If you're struggling with runtime errors and unexpected type-related bugs in your codebase, this ChatGPT prompt helps you build a structured plan to improve type safety across your entire project. This prompt is designed for developers who want to catch bugs earlier in the development process, reduce debugging time, and improve code reliability. Whether you're working with JavaScript, Python, TypeScript, or any other typed language, this prompt guides you through creating a practical roadmap that includes migration steps, strictness settings adjustments, and common pattern fixes that prevent type-related errors before they reach production.
To use this prompt effectively, you need to specify your codebase details in the placeholder. For example, if you're working on a Node.js backend application using TypeScript, you would replace the placeholder with something like "our Node.js Express API with 50,000 lines of TypeScript code currently running with strict mode disabled." The more specific you are about your current setup, the more tailored and actionable ChatGPT's response becomes.
When you run this prompt, expect ChatGPT to provide a comprehensive improvement plan that includes phased migration steps, specific strictness settings recommendations for your language or framework, and detailed fixes for common type safety issues you're likely encountering.
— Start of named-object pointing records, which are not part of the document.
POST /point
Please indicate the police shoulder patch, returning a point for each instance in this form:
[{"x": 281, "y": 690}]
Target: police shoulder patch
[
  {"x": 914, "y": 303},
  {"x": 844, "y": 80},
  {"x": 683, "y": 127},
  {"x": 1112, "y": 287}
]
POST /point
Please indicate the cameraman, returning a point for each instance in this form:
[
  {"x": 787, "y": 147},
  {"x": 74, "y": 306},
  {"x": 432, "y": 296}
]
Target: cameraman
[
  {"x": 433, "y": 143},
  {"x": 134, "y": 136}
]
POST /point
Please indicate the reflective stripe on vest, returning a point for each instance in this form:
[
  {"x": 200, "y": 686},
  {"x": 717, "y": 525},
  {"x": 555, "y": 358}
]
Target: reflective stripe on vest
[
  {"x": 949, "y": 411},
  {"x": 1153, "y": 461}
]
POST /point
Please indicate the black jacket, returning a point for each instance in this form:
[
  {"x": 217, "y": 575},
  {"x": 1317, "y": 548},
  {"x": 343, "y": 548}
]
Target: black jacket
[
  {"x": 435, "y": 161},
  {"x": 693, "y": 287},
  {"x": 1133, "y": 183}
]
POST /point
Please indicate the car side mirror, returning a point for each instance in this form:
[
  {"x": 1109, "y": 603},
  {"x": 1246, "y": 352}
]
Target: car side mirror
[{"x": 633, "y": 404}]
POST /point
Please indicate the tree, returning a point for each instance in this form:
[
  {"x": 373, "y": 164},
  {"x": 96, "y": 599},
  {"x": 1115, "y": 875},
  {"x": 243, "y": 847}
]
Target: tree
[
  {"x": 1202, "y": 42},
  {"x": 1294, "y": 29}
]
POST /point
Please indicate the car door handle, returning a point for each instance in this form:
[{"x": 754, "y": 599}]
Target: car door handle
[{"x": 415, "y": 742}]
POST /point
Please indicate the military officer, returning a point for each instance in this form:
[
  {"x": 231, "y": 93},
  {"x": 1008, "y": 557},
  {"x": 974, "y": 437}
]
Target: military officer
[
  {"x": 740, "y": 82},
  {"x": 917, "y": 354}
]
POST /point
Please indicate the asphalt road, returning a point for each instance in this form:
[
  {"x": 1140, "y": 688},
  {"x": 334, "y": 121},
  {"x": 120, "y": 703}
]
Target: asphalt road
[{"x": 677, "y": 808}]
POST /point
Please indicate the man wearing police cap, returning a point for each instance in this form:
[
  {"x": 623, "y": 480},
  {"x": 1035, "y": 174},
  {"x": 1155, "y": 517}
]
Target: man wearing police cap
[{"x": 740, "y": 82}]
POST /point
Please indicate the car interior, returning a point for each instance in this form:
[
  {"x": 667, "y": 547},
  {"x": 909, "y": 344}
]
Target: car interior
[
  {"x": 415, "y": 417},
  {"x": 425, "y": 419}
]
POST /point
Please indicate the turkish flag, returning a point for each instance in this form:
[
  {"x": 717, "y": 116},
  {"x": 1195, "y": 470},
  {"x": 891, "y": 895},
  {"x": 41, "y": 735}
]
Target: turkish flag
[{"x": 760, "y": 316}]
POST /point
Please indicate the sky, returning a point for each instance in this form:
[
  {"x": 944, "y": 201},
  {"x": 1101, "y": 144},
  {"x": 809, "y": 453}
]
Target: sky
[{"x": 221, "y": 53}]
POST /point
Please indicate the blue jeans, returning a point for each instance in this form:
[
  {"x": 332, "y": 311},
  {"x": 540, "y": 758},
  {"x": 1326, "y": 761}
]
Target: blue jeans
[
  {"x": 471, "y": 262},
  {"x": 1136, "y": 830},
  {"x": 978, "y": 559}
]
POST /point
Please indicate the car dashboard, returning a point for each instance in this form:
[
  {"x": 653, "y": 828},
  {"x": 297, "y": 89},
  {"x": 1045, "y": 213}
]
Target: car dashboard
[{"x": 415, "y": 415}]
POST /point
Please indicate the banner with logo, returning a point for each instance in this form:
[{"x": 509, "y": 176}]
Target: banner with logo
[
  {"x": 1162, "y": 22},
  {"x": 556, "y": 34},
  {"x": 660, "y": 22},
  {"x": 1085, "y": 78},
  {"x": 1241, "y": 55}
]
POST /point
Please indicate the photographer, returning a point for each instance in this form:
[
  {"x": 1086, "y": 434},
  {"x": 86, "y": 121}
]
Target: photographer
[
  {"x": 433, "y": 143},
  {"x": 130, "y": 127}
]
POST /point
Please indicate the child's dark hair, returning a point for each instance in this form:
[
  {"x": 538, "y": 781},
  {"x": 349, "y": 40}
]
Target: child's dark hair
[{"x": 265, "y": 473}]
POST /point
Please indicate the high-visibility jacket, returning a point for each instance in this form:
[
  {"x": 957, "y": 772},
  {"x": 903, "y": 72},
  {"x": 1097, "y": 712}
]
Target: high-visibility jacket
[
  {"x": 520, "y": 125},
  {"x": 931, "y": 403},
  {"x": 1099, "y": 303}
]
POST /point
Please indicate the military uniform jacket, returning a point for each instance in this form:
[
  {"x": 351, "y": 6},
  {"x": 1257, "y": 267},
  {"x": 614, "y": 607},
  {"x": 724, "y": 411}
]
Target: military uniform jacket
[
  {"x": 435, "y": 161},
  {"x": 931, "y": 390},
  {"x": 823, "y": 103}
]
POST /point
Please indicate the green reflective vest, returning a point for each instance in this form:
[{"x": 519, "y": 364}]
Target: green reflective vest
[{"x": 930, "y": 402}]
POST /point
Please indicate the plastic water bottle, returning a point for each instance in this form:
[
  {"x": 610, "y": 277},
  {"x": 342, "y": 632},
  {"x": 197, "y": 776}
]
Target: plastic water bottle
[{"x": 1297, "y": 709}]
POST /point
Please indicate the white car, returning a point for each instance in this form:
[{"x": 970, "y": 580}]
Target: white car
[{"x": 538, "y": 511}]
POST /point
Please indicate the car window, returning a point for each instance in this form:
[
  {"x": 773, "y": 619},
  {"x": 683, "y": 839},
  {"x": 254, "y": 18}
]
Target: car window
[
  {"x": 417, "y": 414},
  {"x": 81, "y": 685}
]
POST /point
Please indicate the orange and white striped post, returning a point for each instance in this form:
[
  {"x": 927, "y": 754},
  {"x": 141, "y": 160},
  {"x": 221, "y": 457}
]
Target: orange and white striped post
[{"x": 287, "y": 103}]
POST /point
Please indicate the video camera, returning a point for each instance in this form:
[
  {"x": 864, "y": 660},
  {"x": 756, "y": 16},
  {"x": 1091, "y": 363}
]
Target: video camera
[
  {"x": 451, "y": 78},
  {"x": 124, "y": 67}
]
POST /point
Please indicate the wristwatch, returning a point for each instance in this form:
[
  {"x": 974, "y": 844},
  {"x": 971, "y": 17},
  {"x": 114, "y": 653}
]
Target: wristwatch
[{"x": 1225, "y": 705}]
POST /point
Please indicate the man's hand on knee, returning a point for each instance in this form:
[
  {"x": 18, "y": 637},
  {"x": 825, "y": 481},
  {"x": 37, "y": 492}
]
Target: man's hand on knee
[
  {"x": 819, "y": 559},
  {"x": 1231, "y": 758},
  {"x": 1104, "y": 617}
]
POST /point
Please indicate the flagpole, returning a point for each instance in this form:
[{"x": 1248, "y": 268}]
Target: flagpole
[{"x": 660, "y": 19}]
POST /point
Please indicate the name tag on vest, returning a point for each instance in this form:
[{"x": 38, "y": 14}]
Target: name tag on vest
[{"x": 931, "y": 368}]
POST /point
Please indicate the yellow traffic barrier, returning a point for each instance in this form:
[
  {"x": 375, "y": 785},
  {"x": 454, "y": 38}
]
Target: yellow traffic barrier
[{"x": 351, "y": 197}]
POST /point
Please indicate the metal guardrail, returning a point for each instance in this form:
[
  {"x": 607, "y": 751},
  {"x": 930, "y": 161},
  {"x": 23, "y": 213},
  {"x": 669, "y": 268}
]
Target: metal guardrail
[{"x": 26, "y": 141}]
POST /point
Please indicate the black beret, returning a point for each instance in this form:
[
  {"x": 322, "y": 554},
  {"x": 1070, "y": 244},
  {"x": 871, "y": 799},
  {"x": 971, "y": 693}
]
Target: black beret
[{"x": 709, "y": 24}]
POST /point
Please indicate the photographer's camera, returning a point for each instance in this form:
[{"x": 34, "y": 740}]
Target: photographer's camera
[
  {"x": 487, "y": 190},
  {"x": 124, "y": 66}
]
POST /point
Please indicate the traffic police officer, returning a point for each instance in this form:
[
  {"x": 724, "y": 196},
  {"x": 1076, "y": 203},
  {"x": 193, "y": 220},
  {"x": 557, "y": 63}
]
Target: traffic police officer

The output typically includes implementation timelines, potential breaking changes to watch for, and testing strategies to validate your type safety improvements.
For better results, ask ChatGPT follow-up questions about any specific error patterns you've noticed in your logs. If you mention particular types of bugs that keep appearing in your codebase, ChatGPT can refine the plan to prioritize fixes that address those exact problems first. This targeted approach helps you see immediate improvements in code quality while working toward comprehensive type safety across your entire project.